5. Multi-Clinic Organizations: How Scale Changes the Model
Large PT groups operate 20, 50, or even 100+ clinics. Scale brings advantages.
You get centralized billing and revenue cycle, negotiating leverage with payers (especially if you are dominant in a particular region), and shared of marketing/recruiting/training costs.
But scale also introduces challenges like maintaining culture, ensuring quality across locations, keeping clinician burnout low, managing increasingly complex HR and compliance requirements.
Bigger isn’t always better, but it is the way of things in healthcare.
6. Trends Shaping the Future of the Outpatient PT Model
A. Consolidation
Physical therapy as an industry is largely fragmented (meaning it is dominated by small, independent clinics rather than a few large national chains). Private equity and larger strategic buyers have been actively acquiring outpatient PT practices and building larger platforms.
B. Shift Toward Value-Based Care
Payers are experimenting with episodic payments or outcome-based bonuses, particularly those that involve multiple providers (not just PT). While promising, these arrangements require a lot of data infrastructure, consistent clinical pathways, and arrangements which are quite rare in the PT-world.
C. Hybrid Virtual/In-Person Models
Technology is allowing for remote exercise supervision, symptom tracking, and adherence. Clinics that combine hands-on care with digital follow-up may reduce no-shows, extend care plans, and improve outcomes if done correctly. Telehealth has also expanded significantly since COVID and with the rise of artificial intelligence, Digital MSK has become a competitor for the standard brick-and-mortar PT clinic.

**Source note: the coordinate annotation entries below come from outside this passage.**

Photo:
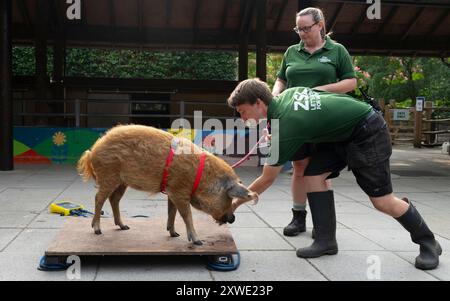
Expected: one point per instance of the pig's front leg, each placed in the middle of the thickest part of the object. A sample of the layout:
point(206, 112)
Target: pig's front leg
point(172, 211)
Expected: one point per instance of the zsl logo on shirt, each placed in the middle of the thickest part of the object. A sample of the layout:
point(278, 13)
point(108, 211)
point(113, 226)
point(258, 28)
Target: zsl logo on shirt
point(308, 100)
point(324, 59)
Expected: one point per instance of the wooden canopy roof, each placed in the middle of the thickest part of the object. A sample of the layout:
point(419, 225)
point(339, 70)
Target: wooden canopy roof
point(406, 27)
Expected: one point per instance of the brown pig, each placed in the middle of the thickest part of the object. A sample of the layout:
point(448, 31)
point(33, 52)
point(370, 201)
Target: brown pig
point(135, 156)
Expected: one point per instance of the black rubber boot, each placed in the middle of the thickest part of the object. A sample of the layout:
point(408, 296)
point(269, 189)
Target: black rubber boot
point(324, 221)
point(297, 225)
point(430, 249)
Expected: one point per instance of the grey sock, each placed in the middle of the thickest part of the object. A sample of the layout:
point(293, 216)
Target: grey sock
point(299, 207)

D. Increased Demand Driven by Aging Population
By 2030, we’re going to have a lot more Americans over the age of 65. This will undoubtedly create more demand for non-pharmacologic, non-surgical interventions for chronic MSK conditions.
E. Labor Pressures
Besides the increasing demand, there is a national shortage of PTs created by the educational bottlenecks in training PTs, worsening reimbursement rates, massive student debt, and increased burnout and turnover of therapists leaving clinical care. There are entire forums, groups, and courses now dedicated to non-clinical roles for “recovering clinicians”, some of which contain the most talented clinicians leaving the profession entirely to pursue other fields.
E. Employer Partnerships
Direct-to-employer MSK management and early PT access reduce downstream medical costs, creating new business opportunities. However, these markets have become very saturated in the last few years and difficult to break into.
7. Why the Model Works…Despite Thin Margins
Despite all the above, Outpatient PT still works because on a fundamental level it still largely delivers high patient satisfaction, good clinical outcomes, some cost savings, and recurring, predictable visit volume for business owners, PE firms, and strategics.
It’s not a high-margin business…but it is a high-value one, both clinically and economically.
For health systems, insurers, and employers, PT still remains one of the best investments in musculoskeletal care.
For patients, it’s a pathway back to movement and independence.
And for clinicians, it’s meaningful, relationship-based work supported by an increasingly sophisticated operational engine.